Comments before `html` or doctype.
I've seen some documents in the wild that have a <!-- ... --> comment block before the first html node (but after <!doctype>). I'm not super sure if that's "valid", but it is annoying that that's causing an error. Since it's a comment, I could definitely see that the error is basically given a restart to ignore any nodes before actual start of the document, alternatively those could be stored and handled once the document has been created?

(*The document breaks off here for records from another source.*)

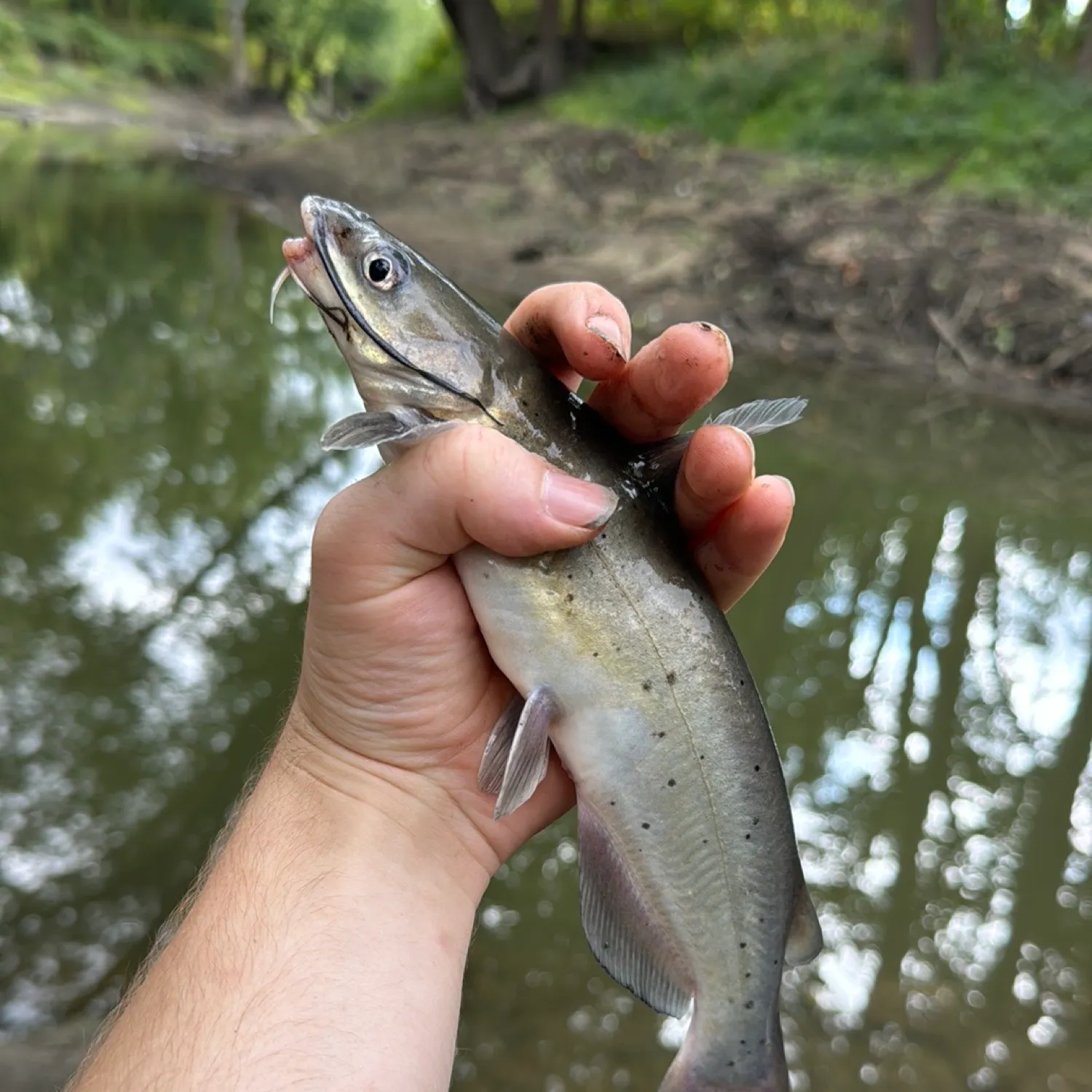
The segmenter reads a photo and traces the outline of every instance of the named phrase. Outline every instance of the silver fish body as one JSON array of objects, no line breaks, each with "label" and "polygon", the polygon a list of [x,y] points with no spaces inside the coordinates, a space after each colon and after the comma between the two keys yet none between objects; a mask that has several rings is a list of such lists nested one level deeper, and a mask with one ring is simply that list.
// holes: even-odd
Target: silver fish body
[{"label": "silver fish body", "polygon": [[[364,444],[390,436],[381,450],[396,456],[400,442],[472,420],[619,495],[585,546],[529,559],[472,546],[454,559],[495,662],[527,699],[495,729],[483,784],[499,790],[498,811],[511,810],[544,773],[547,739],[556,748],[577,788],[581,915],[593,952],[657,1011],[684,1016],[692,1004],[662,1092],[785,1092],[781,975],[786,963],[811,959],[821,935],[760,696],[663,492],[642,479],[645,459],[373,221],[321,199],[305,201],[304,219],[314,247],[289,265],[365,403],[395,405],[392,390],[417,399],[399,411],[401,423],[356,415],[359,427],[347,419],[340,437]],[[385,269],[377,254],[402,277],[378,302],[368,286]],[[416,294],[400,314],[392,297],[411,281]],[[467,329],[470,352],[465,339],[448,344]],[[384,356],[393,378],[376,389]],[[434,405],[419,395],[426,372],[444,381]],[[794,419],[755,405],[765,427]],[[760,420],[753,431],[762,430]],[[668,470],[684,446],[666,446],[676,455]]]}]

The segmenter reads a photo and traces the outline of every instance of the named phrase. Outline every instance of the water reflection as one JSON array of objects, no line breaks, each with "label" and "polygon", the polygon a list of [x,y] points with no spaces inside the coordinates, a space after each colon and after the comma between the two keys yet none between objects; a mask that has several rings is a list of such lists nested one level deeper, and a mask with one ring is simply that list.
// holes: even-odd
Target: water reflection
[{"label": "water reflection", "polygon": [[[169,176],[22,185],[0,1033],[116,996],[284,710],[314,517],[371,465],[319,455],[353,397],[311,309],[266,324],[276,232]],[[808,385],[745,368],[733,401]],[[733,613],[827,941],[785,981],[793,1087],[1088,1087],[1092,443],[810,385],[760,448],[792,534]],[[577,867],[566,820],[490,889],[460,1087],[656,1087],[682,1029],[595,964]]]}]

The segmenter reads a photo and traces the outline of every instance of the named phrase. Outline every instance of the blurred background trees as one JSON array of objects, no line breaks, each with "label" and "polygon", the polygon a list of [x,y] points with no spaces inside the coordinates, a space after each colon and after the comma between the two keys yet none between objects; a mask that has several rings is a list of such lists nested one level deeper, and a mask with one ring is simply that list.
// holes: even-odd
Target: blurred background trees
[{"label": "blurred background trees", "polygon": [[488,110],[555,92],[593,61],[773,40],[868,40],[917,83],[988,47],[1092,76],[1082,0],[0,0],[5,68],[22,52],[298,110],[359,102],[452,50],[467,105]]}]

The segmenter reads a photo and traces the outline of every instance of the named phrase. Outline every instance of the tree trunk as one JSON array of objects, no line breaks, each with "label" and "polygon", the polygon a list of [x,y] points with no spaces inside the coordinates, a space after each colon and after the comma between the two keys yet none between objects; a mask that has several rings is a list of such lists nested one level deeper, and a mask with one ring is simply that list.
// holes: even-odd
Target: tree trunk
[{"label": "tree trunk", "polygon": [[1092,80],[1092,0],[1089,0],[1084,14],[1081,15],[1081,51],[1077,55],[1077,74],[1085,80]]},{"label": "tree trunk", "polygon": [[227,29],[232,38],[230,98],[241,106],[250,94],[247,68],[247,0],[227,0]]},{"label": "tree trunk", "polygon": [[587,5],[585,0],[572,2],[572,56],[577,67],[587,63]]},{"label": "tree trunk", "polygon": [[538,69],[538,90],[549,95],[561,86],[565,75],[565,55],[561,41],[561,0],[538,2],[538,50],[542,55]]},{"label": "tree trunk", "polygon": [[442,0],[466,60],[466,105],[471,112],[514,102],[538,86],[537,54],[517,56],[492,0]]},{"label": "tree trunk", "polygon": [[914,83],[931,83],[940,67],[940,21],[938,0],[911,0],[910,78]]}]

Comments before the html element is valid. Can you provide an example that causes the error? The following works fine for me.

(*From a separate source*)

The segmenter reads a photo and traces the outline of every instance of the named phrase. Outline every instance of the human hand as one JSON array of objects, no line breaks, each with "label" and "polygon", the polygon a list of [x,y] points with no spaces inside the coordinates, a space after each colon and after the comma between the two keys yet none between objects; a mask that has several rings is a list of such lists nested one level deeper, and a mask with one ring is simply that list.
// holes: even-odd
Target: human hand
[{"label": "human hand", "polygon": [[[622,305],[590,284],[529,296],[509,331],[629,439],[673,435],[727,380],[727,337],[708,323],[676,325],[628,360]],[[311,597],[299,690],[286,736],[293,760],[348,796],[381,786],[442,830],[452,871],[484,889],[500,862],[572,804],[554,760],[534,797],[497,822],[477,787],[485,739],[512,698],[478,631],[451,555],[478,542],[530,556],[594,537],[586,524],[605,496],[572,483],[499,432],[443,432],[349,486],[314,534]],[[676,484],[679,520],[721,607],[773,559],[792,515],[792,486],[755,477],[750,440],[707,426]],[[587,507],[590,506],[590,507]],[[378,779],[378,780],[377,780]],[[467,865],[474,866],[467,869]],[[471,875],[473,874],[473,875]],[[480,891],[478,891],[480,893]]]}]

(html5-parser:parse-html5 "<!doctype html><!-- comment --><html>hello</html>")
Ah, sorry, I should've tried it without CXML. It works like you said, only when :dom :cxml is added, using the mapping to the CXML DOM, does this fail:
There is no applicable method for the generic function:
#<STANDARD-GENERIC-FUNCTION DOM:CREATE-COMMENT #x30200308948F>
when called with arguments:
(NIL " hello, world! ")
[Condition of type NO-APPLICABLE-METHOD-EXISTS]
...
Backtrace:
...
2: ((:INTERNAL HTML5-PARSER::WALK (HTML5-PARSER:TRANSFORM-HTML5-DOM ((EQL :CXML) T))) #<COMMENT-NODE NIL #x30200343D07D> NIL NIL)
3: (MAP NIL #<COMPILED-LEXICAL-CLOSURE (:INTERNAL HTML5-PARSER::WALK (HTML5-PARSER:TRANSFORM-HTML5-DOM (# T))) #x3020034491DF> (#<DOCUMENT-TYPE html #x30200343D16D> #<COMMENT-NODE NIL #x30200343D07D> ..)..
4: (#<STANDARD-METHOD HTML5-PARSER:TRANSFORM-HTML5-DOM ((EQL :CXML) T)> :CXML #<DOCUMENT nodes: 5 #x30200344752D>)
Locals:
TO-TYPE = :CXML
NODE = #<DOCUMENT nodes: 5 #x30200344752D>
DOCUMENT-TYPE = #<RUNE-DOM::DOCUMENT-TYPE #x3020034490AD>
DOCUMENT = NIL
DOCUMENT-FRAGMENT = NIL
#:WALK = #<COMPILED-LEXICAL-CLOSURE (:INTERNAL HTML5-PARSER::WALK (HTML5-PARSER:TRANSFORM-HTML5-DOM (# T))) #x3020034491DF>
5: (NIL #<Unknown Arguments>)
6: (HTML5-PARSER::PARSE-HTML5-FROM-SOURCE "<!doctype html><!-- hello, world! --><html></html>" :CONTAINER NIL :ENCODING NIL :STRICTP NIL :DOM :CXML)
Delaying adding the comment node until document exists in transform-html5-dom works to fix this.